For 40 years, up to 1788 when he sold his business, he ran a dry salting (chemicals such as dyes for the cloth industry) and oil business at the top of the marketplace in Leeds.  It appears that he also had properties elsewhere in Leeds and Bramleys Yard (off the Headrow) may well be so named because of his ownership of that area.  He was obviously very successful and built Carlton House (now no longer existing) and it was there that he died on 3 October 1802.  He was buried at St Peter’s, Leeds on 6 October 1802.
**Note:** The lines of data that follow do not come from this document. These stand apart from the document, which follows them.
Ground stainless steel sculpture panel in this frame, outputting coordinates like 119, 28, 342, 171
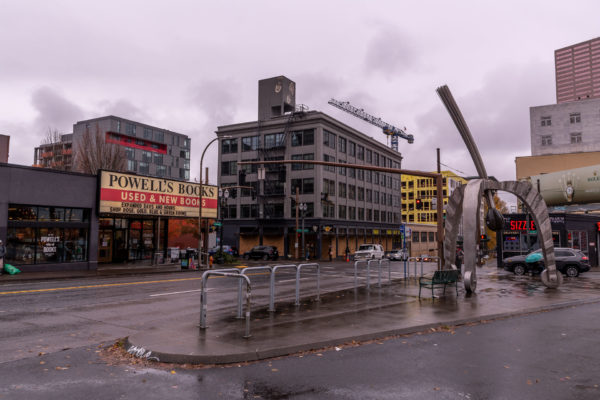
437, 85, 562, 292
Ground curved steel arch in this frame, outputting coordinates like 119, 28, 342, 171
443, 179, 563, 293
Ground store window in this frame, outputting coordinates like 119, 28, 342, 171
6, 205, 90, 265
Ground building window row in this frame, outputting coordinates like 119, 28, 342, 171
291, 129, 315, 147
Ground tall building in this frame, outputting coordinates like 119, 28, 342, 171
33, 116, 192, 180
401, 171, 467, 224
217, 76, 405, 259
555, 37, 600, 104
0, 134, 10, 163
33, 133, 74, 170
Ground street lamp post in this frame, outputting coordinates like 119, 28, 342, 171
219, 188, 229, 260
299, 202, 307, 260
198, 135, 231, 268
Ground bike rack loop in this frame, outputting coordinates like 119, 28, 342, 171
377, 259, 392, 288
367, 259, 380, 289
295, 263, 320, 306
269, 264, 298, 312
406, 257, 419, 279
199, 270, 252, 339
354, 260, 369, 289
237, 266, 273, 319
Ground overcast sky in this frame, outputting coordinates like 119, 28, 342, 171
2, 1, 599, 191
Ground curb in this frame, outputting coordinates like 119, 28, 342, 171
124, 295, 600, 365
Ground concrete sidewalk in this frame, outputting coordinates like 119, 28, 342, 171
0, 261, 186, 282
124, 266, 600, 365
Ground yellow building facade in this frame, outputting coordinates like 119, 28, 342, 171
401, 171, 467, 225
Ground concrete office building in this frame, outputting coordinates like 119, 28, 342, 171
555, 37, 600, 104
217, 76, 405, 260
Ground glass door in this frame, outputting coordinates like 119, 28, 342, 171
98, 230, 113, 263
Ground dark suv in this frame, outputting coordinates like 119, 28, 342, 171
503, 247, 590, 277
243, 245, 279, 261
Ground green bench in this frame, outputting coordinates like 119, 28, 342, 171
418, 269, 459, 299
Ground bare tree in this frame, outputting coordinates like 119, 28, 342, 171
42, 127, 63, 145
74, 123, 126, 174
36, 127, 70, 171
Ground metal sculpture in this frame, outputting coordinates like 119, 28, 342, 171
436, 86, 563, 293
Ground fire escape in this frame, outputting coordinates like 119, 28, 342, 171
259, 105, 308, 220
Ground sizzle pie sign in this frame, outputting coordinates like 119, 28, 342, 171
99, 171, 217, 218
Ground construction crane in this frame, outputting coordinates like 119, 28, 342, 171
328, 98, 414, 151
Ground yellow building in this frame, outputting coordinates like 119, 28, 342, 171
401, 171, 467, 224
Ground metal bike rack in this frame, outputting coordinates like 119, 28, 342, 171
199, 270, 252, 339
406, 257, 419, 279
377, 259, 392, 288
269, 264, 298, 312
367, 259, 380, 289
354, 260, 368, 289
237, 266, 273, 318
295, 263, 320, 306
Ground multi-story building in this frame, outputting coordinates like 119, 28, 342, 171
401, 171, 467, 224
529, 98, 600, 156
555, 37, 600, 104
217, 76, 405, 260
0, 134, 10, 163
33, 133, 74, 170
72, 116, 191, 180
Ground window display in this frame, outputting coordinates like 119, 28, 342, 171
6, 204, 90, 265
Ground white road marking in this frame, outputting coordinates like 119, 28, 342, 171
150, 288, 209, 297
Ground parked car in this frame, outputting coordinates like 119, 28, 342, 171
416, 254, 433, 262
503, 247, 590, 277
208, 245, 237, 256
243, 245, 279, 261
387, 249, 408, 261
354, 244, 385, 260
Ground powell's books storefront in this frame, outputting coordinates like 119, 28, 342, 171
1, 164, 216, 272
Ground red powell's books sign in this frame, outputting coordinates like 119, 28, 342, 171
99, 171, 217, 218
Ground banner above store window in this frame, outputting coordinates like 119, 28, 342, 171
98, 171, 217, 218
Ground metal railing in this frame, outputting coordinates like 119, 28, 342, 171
237, 266, 273, 318
199, 270, 252, 338
269, 264, 298, 312
406, 256, 442, 278
354, 259, 392, 289
295, 263, 320, 306
354, 260, 368, 289
377, 259, 392, 288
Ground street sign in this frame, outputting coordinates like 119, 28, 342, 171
296, 228, 309, 233
213, 222, 222, 227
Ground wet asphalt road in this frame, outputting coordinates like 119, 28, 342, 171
1, 263, 599, 399
1, 299, 599, 399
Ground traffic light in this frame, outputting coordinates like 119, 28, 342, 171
415, 199, 423, 210
238, 170, 246, 186
230, 188, 237, 199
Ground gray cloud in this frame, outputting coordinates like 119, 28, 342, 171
364, 26, 417, 78
31, 86, 85, 135
412, 62, 553, 181
97, 99, 151, 123
189, 79, 239, 127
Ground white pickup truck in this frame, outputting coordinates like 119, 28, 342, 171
353, 244, 385, 260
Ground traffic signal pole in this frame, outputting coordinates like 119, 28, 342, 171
238, 159, 445, 267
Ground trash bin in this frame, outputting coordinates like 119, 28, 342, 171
180, 249, 189, 269
154, 252, 164, 265
181, 248, 198, 269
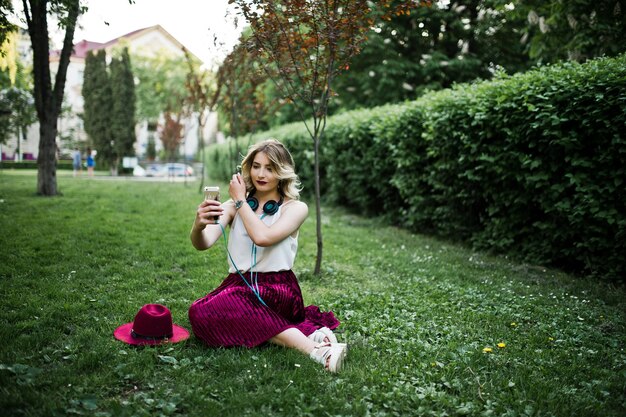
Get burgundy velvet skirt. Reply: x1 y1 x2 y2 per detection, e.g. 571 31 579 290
188 270 340 348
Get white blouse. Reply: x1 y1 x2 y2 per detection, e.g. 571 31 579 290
226 202 298 273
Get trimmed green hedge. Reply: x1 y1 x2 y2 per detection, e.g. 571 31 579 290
207 54 626 281
0 160 75 170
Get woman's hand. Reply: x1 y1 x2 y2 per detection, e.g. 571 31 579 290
229 173 247 202
193 199 224 230
190 196 237 251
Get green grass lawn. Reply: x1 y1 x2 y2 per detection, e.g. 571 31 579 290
1 170 624 417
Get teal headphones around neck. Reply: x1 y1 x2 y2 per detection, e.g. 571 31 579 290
246 190 284 216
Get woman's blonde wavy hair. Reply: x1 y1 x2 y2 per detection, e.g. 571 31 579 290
241 139 301 200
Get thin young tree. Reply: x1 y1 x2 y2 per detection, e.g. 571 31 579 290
231 0 417 274
20 0 82 195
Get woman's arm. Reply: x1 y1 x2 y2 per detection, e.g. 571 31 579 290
235 199 308 247
190 199 236 250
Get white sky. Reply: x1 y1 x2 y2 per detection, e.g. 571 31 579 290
10 0 244 67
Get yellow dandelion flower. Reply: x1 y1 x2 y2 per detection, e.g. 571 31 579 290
548 337 554 341
483 347 493 353
498 342 506 348
510 322 517 327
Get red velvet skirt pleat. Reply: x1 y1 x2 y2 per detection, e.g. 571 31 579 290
188 270 340 348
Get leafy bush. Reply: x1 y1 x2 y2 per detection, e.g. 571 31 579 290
207 54 626 282
319 105 408 221
1 160 75 170
422 56 626 280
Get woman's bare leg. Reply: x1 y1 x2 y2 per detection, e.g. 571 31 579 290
270 327 317 354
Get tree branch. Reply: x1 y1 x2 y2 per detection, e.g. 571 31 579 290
53 0 80 118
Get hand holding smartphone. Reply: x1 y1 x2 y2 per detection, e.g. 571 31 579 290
203 186 220 221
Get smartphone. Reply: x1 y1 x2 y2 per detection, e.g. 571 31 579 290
203 186 220 221
203 186 220 202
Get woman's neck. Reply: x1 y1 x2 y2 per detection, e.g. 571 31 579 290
252 189 281 203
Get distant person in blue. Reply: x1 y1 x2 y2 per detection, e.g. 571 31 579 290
72 147 82 177
86 148 95 177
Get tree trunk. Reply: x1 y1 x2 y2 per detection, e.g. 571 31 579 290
16 126 22 162
24 0 80 196
37 113 58 195
197 113 205 192
313 132 323 275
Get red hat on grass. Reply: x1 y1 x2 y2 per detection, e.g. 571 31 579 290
114 304 189 346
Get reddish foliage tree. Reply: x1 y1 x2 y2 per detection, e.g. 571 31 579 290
159 111 184 162
229 0 426 273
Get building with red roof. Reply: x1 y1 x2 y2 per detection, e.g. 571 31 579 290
3 25 214 164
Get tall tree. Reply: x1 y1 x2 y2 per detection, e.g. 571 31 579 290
520 0 625 63
0 87 37 156
133 54 188 123
110 47 136 160
82 49 114 172
81 48 97 147
231 0 415 274
21 0 82 196
325 0 531 112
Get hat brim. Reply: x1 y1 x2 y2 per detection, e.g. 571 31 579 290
113 322 190 346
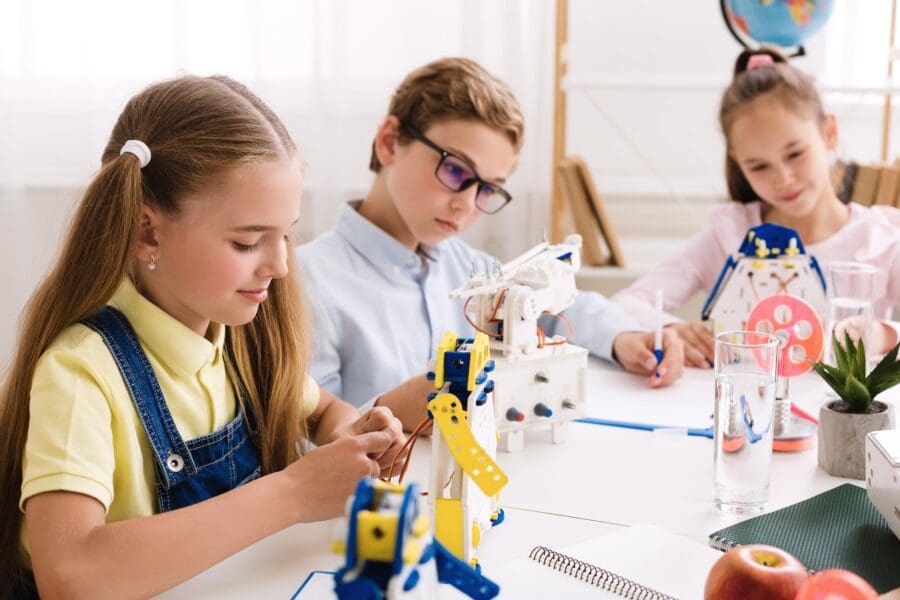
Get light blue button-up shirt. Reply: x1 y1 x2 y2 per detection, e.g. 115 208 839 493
297 202 645 407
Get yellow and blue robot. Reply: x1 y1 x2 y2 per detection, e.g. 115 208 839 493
426 332 507 568
332 478 499 599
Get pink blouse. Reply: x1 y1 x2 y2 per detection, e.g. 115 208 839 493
612 202 900 331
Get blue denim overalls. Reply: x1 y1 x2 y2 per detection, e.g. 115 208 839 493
82 306 261 511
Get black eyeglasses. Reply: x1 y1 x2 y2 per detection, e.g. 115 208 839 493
402 124 512 215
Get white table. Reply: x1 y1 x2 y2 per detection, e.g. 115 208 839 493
161 360 899 598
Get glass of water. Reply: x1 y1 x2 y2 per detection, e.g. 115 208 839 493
823 262 878 368
713 331 779 514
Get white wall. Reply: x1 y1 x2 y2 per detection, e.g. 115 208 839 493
2 1 896 371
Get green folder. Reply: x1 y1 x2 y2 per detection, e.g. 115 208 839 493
708 484 900 593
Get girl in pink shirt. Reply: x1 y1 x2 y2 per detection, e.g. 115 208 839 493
613 48 900 368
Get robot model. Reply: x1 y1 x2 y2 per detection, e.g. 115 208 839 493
426 332 508 568
332 478 500 599
702 223 827 334
449 234 588 452
703 224 827 451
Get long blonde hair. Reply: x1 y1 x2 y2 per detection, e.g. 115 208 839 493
0 75 310 595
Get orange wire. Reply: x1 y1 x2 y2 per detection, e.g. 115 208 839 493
537 311 572 347
463 296 502 339
386 417 431 482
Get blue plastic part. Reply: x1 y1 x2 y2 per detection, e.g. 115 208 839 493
484 380 495 394
702 254 737 320
736 223 808 256
475 371 486 386
403 569 420 592
344 479 376 571
556 251 573 263
534 403 553 418
426 371 435 381
490 507 505 527
432 540 500 599
475 392 488 406
334 569 384 600
483 359 495 373
427 391 438 401
419 542 436 565
809 255 827 293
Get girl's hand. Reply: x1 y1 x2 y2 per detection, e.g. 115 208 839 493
330 406 407 476
287 430 393 522
666 321 714 368
834 317 898 355
612 329 685 387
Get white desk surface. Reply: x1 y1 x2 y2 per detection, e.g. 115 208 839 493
161 360 900 598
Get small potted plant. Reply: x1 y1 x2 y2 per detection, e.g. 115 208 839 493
811 333 900 479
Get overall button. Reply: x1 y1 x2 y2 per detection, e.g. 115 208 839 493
166 453 185 473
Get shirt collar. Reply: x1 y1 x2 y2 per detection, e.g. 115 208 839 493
335 201 443 277
107 278 225 377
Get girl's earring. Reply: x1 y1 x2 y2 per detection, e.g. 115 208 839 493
147 255 158 271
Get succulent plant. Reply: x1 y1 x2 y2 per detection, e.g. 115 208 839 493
810 332 900 414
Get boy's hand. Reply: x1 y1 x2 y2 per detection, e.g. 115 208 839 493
375 374 434 434
612 329 685 387
666 320 715 368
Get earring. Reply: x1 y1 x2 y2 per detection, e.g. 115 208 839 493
147 255 157 271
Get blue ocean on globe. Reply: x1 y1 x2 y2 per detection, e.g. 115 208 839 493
724 0 835 48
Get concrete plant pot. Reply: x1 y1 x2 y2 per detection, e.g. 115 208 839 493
818 401 895 479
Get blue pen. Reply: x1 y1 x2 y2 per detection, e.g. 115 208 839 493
575 417 714 439
653 288 664 377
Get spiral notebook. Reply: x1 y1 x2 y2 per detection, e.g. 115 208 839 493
492 524 721 599
707 483 900 594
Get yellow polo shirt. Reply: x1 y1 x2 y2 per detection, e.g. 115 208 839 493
20 279 318 531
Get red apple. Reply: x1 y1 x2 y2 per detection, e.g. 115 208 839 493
795 569 879 600
705 544 808 600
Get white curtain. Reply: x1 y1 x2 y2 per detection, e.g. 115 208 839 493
0 0 556 367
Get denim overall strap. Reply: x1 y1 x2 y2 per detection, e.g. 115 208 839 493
81 306 197 487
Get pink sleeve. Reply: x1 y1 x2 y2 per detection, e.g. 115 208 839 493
612 224 731 329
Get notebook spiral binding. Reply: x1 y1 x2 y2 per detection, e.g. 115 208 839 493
528 546 678 600
707 535 739 553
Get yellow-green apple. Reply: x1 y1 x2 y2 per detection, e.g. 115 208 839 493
704 544 808 600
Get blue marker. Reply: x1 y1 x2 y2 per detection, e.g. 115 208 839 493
654 288 664 377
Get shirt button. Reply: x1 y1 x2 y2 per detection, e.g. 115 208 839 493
167 453 185 473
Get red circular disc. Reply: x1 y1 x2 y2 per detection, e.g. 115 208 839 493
746 295 824 378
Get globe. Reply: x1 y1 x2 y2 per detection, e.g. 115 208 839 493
723 0 835 49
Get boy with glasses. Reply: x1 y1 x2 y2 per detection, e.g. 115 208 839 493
298 58 684 431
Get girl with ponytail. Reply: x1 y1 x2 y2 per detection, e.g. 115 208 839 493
613 48 900 367
0 75 404 598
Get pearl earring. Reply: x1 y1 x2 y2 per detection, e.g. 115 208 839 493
147 255 158 271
Ann Ramsden (about 1723-1797) Anne Bramley’s Great-Grandmother

Ann was born in about 1723. The Rev William Bramley’s recollections say that she was the daughter of Sir Robert Ramsden, but since details of her birth are unknown this cannot be certain. 


On 15 November 1749 she married Christopher Bramley at St Peter’s Church, Leeds.


Ann died on 11 August 1797 at Carlton House, Leeds.


Christopher and Ann had 11 children.

Henry Alcock (1721-1769) Anne Bramley’s Great-Grandfather

Henry was baptised on 30 March 1721 in Linton-on-Craven. 


He became a lawyer in Skipton and on 5 June 1764 he married Rosamond Swire in Skipton Church. 


He died on 8 December 1769 because of an infection caused by a cut from a stone.

Rosamond Swire (1733-1815) Anne Bramley’s Great-Grandmother

Rosamond was baptised on 15 March 1733 in Kildwick in Craven.  Her father, Samuel Swire was described as “from Conondley” and a “Gent”. 


When she married Henry Alcock on 5 June 1764 she was described as “a most agreeable and accomplished young lady, with a Fortune of £5000”.


Rosamond died in Skipton on 20 May 1815.


Henry and Rosamond only had one child, Elizabeth.


William Cooper (unknown) Anne Bramley’s Great-Grandfather

We know nothing about William Cooper beyond the fact that he came from Doncaster. 


Thomas Lonsdale (1751-unknown). Anne Bramley’s Great-Grandfather


On 6 August 1780 Thomas, who was described as a linen draper of Leeds, married Mary Chamberlain at Skipton Parish Church. This is probably the same Thomas Lonsdale that was baptised in Skipton on 25 May 1751, though we cannot be sure of this since he was described on his marriage as being from Leeds.  In fact, from contemporary newspaper advertisements, he seems to have conducted his drapery business in both Leeds and Skipton, winding up the former in 1785 and his Skipton shop in 1790. Assuming it was him who was baptised in Skipton in 1751, then his father was William, a Yeoman, so probably a farmer, and his mother was Sarah (Dixon).


We don’t know when he died, but it seems to have been before 1804, when the register record of his grandson’s christening describes him as “late”.


Mary Chamberlain (1754-1843) Anne Bramley’s Great-Grandmother

Mary was born in 1754 and baptised at Skipton Parish Church on 22 May 1754. Her father, Abraham, was an Ironmonger, and her mother was Mary (Currer).


She died in Skipton on 5 March 1843.